‘Lack of Coordination’ of Public Forces Cited in Kapisa Losses

Former Kapisa governor Mehrabuddin Safi said that weak coordination among public uprising forces led to the fall of many key areas to the Taliban in the province, including Nijrab district.

Safi said that the presence of a large number of Taliban fighters also led to the fall of the Kapisa districts.

Security forces left key parts of Nijrab districts two weeks ago, while the Tagab and Ala Sai districts in the province fell to the group earlier in the month.

Over the past two weeks, clashes have been underway in parts of Nijrab to retake the district, but no progress has been made so far. Hundreds of district residents have been displaced due to the clashes.

“Some individuals belonged to Mr. Mirdad. A large number of them. And some others are under Gul Akbar’s command, who has a presence in the Afghania and Pachagan areas. And 100 more people are from the Giyawa area in Njirab led by commander Shitab and commander Nawab,” former Kapisa governor Mehrabuddin Safi said. “These forces are in fact not under a unified command.”

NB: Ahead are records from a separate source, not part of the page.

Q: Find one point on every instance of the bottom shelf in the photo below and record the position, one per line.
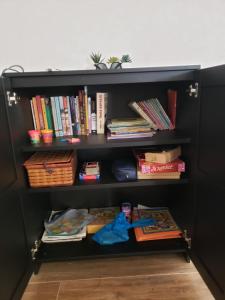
(87, 248)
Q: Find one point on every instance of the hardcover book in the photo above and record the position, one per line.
(103, 216)
(164, 228)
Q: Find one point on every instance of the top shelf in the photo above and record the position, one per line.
(100, 77)
(99, 141)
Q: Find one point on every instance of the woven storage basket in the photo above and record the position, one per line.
(51, 168)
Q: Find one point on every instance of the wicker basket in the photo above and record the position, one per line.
(51, 168)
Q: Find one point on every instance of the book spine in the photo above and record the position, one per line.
(137, 106)
(89, 114)
(81, 109)
(62, 115)
(48, 113)
(34, 101)
(70, 131)
(40, 114)
(100, 113)
(93, 117)
(150, 168)
(155, 116)
(163, 114)
(73, 114)
(33, 116)
(77, 111)
(54, 115)
(57, 104)
(86, 110)
(44, 112)
(172, 106)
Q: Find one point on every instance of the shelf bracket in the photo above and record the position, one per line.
(193, 91)
(187, 239)
(12, 97)
(34, 249)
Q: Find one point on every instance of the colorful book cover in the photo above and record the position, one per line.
(73, 114)
(58, 114)
(62, 115)
(48, 113)
(172, 106)
(103, 216)
(164, 228)
(89, 114)
(34, 101)
(44, 112)
(70, 129)
(77, 111)
(54, 115)
(40, 113)
(93, 117)
(33, 116)
(86, 110)
(100, 103)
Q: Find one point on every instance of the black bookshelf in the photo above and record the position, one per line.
(88, 248)
(100, 141)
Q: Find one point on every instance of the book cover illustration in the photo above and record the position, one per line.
(164, 228)
(103, 216)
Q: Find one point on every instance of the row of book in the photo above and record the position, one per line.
(164, 164)
(128, 128)
(153, 112)
(70, 115)
(164, 225)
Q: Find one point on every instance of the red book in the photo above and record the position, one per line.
(40, 113)
(149, 167)
(172, 106)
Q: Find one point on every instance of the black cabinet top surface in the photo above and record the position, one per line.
(100, 77)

The deputy governor of Kapisa, Aziz-ur-Rahman Tawab, was killed in a clash with the Taliban in Nijrab district on July 16. The fall of key parts of the district happened three days after his death.

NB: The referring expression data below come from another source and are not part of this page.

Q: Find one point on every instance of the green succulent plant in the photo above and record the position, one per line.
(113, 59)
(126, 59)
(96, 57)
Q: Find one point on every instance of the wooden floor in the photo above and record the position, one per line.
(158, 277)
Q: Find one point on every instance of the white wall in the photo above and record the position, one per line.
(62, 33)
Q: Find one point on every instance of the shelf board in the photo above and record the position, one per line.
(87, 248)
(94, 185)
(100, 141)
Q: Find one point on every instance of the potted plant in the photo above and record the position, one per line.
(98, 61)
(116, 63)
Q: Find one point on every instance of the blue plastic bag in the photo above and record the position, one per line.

Officials and MPs in Kapisa said that at least 1,300 members of the public uprising forces have joined the fight against the Taliban, but sources from the province said the numbers are far less than reported.

Sources said that some Kapisa lawmakers and officials have taken at least 20 million Afs to fund these forces over the last month, but only a small number of these forces are on the frontlines against the Taliban.

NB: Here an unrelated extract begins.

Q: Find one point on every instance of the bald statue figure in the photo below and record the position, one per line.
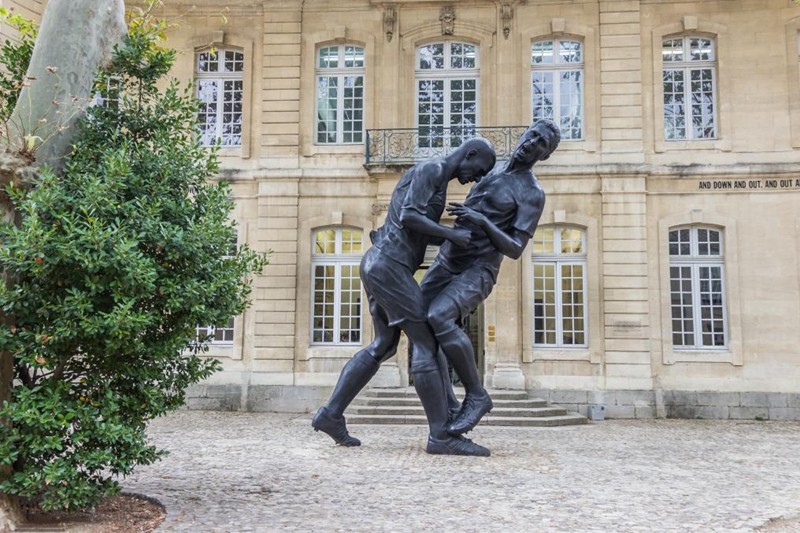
(395, 299)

“They have been divided. Some to Mr. A, and some to Mr. B … 100 persons belong to one and 300 belong to another,” said Haidar Haidar, a Kapisa resident.

However, Mir Dad Nijrabi, an MP from Kapisa, leads members of the public uprising forces and said these forces have fought against the Taliban and have made sacrifices.

“They are on the ground right now. They are fighting the enemy and none of them have surrendered to the enemy or handed over their equipment and weapons,” Nijrabi said.